At times, the anthology does fall into romanticisation of mental illness, but perhaps this has something to do with the struggle to articulate the torture that the writers think is going on in other people’s minds. For instance, what do they really mean when they say that he had a hole in his heart which got bigger with time as he struggled with sorrow, that she was like a zombie, that he was in one of his moods, that he was trying to hold all the quivering pieces together? Shashi Baliga mentions that ‘snap words’ like down, low and fog were replaced for him with disorder, manic, depressed and hyper after his exposure to psychiatric literature on the internet. This trajectory, along with the assumption that the internet ‘exploded with all the answers’ is apparent often enough in the stories and American psychiatric research has a monopoly on all the behaviour classifications that are discussed (one mother even recalls overhearing the term bipolar disorder for the first time on a campus in Pennsylvania), which indicates the exclusivity of the narratives. Although Jerry Pinto acknowledges in his introduction the limitations that the upper middle class slant imposes on the anthology, he does not mention the tone that the uncritical embrace of a diagnostic approach to mental health treatment brings to some of the stories.

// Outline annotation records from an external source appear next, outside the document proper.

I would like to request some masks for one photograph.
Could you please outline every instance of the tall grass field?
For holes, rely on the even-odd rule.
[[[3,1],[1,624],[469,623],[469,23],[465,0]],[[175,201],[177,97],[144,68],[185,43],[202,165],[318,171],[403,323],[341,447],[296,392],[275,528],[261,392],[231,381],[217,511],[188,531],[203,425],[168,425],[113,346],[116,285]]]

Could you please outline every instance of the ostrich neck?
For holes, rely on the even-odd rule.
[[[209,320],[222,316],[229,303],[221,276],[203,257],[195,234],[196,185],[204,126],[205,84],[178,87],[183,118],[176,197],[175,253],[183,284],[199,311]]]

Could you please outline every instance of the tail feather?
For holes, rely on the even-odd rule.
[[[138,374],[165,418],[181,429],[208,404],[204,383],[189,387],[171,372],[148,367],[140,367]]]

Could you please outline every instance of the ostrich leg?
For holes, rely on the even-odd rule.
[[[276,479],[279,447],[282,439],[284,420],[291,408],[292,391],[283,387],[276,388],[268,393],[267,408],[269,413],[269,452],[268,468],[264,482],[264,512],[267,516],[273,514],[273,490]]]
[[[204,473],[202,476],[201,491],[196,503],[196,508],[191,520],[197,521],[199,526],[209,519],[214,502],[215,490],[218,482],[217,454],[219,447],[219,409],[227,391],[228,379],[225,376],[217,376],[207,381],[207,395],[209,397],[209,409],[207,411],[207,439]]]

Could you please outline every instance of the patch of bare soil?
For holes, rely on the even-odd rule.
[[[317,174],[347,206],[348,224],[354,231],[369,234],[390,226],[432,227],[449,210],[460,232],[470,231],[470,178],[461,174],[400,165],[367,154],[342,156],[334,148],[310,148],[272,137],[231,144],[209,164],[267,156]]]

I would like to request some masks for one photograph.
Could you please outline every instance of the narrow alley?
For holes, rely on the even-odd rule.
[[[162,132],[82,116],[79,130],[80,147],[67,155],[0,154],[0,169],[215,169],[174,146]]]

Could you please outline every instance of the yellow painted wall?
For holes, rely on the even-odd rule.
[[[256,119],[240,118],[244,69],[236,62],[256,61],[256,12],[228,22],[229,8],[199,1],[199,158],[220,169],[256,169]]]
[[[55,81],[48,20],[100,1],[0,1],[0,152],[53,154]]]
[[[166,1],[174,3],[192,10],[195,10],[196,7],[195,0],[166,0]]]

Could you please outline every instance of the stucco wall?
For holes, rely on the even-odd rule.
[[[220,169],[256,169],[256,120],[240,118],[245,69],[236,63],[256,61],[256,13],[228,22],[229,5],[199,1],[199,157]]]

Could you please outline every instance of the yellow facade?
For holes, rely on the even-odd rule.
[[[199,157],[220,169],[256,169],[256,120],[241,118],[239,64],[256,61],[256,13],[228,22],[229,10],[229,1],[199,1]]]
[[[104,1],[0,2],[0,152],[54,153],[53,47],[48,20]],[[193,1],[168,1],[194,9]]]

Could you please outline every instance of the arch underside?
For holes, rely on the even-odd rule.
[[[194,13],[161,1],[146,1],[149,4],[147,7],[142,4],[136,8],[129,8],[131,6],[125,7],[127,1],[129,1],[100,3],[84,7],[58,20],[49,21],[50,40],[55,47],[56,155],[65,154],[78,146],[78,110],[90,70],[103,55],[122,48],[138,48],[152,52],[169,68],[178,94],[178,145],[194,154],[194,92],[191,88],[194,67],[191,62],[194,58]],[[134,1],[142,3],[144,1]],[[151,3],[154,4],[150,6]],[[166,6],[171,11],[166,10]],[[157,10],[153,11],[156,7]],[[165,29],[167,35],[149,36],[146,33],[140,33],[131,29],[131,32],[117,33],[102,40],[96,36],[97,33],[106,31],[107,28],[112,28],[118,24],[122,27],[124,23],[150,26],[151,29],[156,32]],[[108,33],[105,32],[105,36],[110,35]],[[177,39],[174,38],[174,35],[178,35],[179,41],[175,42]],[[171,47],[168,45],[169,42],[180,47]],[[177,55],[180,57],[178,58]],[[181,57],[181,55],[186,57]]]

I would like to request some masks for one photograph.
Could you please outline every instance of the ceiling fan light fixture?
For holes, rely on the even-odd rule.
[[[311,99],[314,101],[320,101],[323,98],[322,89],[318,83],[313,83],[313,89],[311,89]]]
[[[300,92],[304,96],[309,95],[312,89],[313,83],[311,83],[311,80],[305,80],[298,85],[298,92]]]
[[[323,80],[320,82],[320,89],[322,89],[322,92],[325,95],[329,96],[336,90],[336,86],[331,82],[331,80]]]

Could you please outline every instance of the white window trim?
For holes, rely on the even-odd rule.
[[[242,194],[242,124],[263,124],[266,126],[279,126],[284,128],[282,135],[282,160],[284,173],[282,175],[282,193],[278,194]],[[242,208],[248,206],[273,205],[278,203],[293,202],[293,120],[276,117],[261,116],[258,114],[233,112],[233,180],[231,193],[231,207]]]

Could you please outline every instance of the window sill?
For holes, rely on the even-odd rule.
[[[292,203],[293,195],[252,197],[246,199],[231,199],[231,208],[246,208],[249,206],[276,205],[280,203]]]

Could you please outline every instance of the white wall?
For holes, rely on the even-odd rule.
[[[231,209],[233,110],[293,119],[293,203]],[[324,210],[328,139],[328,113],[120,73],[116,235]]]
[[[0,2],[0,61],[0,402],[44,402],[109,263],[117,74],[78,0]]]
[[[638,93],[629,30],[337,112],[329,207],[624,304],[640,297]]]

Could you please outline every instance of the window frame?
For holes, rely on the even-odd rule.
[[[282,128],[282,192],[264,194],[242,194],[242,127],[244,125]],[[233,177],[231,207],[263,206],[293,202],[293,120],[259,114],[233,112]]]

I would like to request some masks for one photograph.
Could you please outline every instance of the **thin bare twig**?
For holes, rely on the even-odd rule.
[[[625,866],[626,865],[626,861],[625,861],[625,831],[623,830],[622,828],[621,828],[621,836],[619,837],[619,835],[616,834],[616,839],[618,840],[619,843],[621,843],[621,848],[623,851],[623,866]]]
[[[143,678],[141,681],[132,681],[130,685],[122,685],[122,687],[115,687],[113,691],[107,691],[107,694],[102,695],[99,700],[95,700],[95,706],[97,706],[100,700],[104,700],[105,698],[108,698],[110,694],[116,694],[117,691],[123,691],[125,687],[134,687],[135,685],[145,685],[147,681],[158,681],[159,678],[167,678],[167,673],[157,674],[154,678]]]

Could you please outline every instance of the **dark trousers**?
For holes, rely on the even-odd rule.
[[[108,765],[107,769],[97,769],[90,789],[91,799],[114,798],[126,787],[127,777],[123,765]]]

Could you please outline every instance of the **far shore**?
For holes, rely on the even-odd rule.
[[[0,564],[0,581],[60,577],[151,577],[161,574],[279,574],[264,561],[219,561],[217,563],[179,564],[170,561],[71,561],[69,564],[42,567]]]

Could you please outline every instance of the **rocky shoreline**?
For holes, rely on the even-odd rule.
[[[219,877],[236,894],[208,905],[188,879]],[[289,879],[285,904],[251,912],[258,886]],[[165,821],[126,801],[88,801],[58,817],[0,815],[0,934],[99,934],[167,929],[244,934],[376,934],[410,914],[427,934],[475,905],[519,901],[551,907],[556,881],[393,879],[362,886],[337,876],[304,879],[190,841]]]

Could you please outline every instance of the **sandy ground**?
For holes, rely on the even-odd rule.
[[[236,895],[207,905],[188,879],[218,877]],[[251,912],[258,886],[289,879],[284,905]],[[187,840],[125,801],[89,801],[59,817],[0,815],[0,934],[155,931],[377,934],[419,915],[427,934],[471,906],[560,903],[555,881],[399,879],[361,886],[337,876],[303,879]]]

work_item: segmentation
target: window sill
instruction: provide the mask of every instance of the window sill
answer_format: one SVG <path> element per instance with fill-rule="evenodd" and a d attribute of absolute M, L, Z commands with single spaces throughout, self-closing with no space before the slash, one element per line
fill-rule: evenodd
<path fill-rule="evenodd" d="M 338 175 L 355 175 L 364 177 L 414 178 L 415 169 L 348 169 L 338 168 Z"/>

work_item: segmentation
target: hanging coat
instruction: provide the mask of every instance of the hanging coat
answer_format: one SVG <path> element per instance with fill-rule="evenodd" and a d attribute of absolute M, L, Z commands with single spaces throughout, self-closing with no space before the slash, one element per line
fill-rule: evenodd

It is heartening to see more discussions on the subject being brought into the open but while we wait on the Mental Health Bill of 2013 (which will decriminalise suicide but also fails to note the role of non-psychiatric treatment) to be discussed in the Lok Sabha, it is evident that we have a long way to go in expanding the conversation on mental illness.
 Darian Leader, in his book Strictly Bipolar, discusses several instances showing the tendency towards verbal dexterity and punning during the manic phase.